I blinked a couple of times but finally figured out I was being asked to strip, so I did.

"Oh my. Yes. We have a problem here."

Dr. Chung did a lot of "hmmm-ing" while surveying my torso. The psoriatic lesions in the groin area were particularly "hmmm-ful."

"Considerable sexual activity lately?" Dr. Chung asked.

"Quite the contrary," I volunteered, wondering if I should tell him about my wife's recent abandonment.

"Good," Dr. Chung offered. "Don't have sex and don't eat shrimp."

Don't eat shrimp? Where the hell did that come from?

"Okey dokey," I said. This was becoming quite interesting.

Dr. Chung dutifully noted that my problems went beyond the psoriasis. "Major pathways in your body are blocked," the doctor said, "and we must open them as first step."

I didn't then and don't now have the foggiest clue what a "major pathway" is. But I knew I felt like hell, and that flaking was only the surface of my problems (no pun intended). So I allowed the doctor to proceed to open my major pathways "as a first step."

This involved sixteen needles, a maze of wires, and something that looked to me like a Delco™ 12-volt car battery. Evidently, "opening my major pathway" was going to require electro-shock therapy.

Once I had been stabbed and wired appropriately, the good Doctor stepped away from my gurney to hum Chinese tunes and write my prescription for future treatment. I lay there lurching every twenty seconds or so when the battery let loose its volts into my needles hence into me. All the while I listened to the good Doctor hum, wondering what prescription could take so long to write.

I also tried to sense whether or not my major pathway was unclogging. I had this vision of an L.A. freeway on a Friday afternoon...

The prescription—written in Chinese characters—was for an herbal concoction. The good doctor took ten minutes to explain to me, step-by-step, how to prepare my "tea." Problem was, I live in Kentucky and the doctor's sources of herbs were in San Francisco.

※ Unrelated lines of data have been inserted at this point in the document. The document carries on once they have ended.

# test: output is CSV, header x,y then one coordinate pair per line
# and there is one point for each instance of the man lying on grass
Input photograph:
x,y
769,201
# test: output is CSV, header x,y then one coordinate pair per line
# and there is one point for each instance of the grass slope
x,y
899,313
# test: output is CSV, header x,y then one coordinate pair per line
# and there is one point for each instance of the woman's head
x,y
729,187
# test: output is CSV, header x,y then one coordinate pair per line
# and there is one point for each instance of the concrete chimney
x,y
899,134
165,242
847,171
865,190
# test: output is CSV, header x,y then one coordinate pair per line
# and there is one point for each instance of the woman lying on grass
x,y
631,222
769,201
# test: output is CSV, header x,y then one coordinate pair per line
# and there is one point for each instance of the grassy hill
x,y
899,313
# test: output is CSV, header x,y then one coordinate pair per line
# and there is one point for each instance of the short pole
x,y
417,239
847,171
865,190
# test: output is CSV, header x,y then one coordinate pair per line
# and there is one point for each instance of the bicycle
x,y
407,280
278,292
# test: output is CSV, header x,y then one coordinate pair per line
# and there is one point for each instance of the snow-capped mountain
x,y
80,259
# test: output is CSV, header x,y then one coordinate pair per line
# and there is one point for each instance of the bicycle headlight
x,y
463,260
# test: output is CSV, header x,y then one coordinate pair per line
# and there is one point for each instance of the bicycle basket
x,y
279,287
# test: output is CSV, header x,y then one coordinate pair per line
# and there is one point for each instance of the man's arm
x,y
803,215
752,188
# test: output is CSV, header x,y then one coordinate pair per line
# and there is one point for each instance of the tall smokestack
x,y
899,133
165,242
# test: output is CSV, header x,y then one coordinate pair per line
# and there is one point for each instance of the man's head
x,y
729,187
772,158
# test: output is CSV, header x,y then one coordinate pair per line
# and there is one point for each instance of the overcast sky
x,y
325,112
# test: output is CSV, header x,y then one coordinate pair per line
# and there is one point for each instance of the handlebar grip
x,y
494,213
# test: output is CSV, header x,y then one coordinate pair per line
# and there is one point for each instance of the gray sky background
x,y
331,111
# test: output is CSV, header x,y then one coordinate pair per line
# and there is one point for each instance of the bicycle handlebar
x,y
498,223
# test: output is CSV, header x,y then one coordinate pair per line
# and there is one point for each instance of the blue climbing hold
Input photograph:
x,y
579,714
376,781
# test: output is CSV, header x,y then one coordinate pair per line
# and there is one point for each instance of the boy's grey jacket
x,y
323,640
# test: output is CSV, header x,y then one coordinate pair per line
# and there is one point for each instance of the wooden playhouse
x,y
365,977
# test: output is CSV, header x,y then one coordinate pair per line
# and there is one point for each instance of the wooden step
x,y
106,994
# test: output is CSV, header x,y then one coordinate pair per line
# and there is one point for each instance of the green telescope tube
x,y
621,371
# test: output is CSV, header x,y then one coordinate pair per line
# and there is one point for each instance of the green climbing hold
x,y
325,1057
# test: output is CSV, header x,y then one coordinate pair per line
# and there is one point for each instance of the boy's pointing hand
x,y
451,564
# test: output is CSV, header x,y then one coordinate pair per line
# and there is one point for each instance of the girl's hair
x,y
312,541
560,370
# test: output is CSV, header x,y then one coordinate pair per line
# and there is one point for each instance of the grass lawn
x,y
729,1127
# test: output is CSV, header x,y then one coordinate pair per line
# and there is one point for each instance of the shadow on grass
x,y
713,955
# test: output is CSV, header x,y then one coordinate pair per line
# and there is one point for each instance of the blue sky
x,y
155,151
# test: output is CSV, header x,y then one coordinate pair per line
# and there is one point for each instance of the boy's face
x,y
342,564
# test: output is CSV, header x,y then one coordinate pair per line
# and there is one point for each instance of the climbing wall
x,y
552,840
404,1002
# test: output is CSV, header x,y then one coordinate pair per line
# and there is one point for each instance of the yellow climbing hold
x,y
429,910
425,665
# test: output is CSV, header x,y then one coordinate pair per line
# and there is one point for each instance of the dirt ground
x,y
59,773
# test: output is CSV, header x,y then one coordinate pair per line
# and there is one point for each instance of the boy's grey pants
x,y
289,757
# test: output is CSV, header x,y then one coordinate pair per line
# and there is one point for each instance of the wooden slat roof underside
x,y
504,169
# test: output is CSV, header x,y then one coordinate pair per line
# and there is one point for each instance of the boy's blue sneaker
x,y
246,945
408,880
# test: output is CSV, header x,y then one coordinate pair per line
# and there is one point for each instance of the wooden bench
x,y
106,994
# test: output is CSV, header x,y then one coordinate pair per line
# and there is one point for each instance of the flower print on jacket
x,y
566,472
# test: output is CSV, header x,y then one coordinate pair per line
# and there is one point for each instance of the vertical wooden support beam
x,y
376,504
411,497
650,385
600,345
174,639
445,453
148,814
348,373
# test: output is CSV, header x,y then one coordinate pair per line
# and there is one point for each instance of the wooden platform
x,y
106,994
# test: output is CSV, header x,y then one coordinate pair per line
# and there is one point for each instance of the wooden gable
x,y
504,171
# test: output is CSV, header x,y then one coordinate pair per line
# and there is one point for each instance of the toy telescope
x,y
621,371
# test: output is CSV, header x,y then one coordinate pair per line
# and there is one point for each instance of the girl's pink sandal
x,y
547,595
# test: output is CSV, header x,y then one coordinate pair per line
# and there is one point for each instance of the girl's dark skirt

"If you pay," the doctor told me, "they will ship."

I said "Sure." After all, I was sitting there on the gurney, nearly buck naked, recently having had my major pathway cleared of traffic by God knows how many doses of how many volts, and I was expecting a cure.

A week or so later, back at home in Lexington, the box of herbs arrived. A box full of little sacks labeled "1," "2," "3," and so on. I referred to the notes Dr. Chung had given me. Oh yeah. Boil water, add "1," boil for so many minutes, add "2," boil for so many more minutes ... eventually it read, "steep" for so many minutes on low heat; then, take off heat altogether. Let cool. Drink at room temperature. I did.... And then I vomited until there was nothing more to throw up but pale yellow strands of bile.

I'm sorry, Dr. Chung, but what looked like dried sliced mushrooms, bits of honeycomb, dead flowers, insect parts and ground bone meal did not do me well. I went back to my room, sat on the edge of my bed, scratched my calves until the psoriasis flakes formed little piles on the carpet next to my feet.

Oddly enough, I kept the little bags labeled "1," "2," "3," and so on in my recently-cleaned-out-by-former-wife cupboard for many months. Finally, a new main squeeze happened to open the cupboard one evening and said something unpublishable.

Basically what she was getting at is that it didn't smell good.

I said, "Sorry, that's my herbal medicine."

She volunteered that herbs were much tastier when consumed fresh—and then told me what she thought I should do with the not-so-fresh herbs I'd been sent from San Francisco.

Subsequently, I followed her instructions.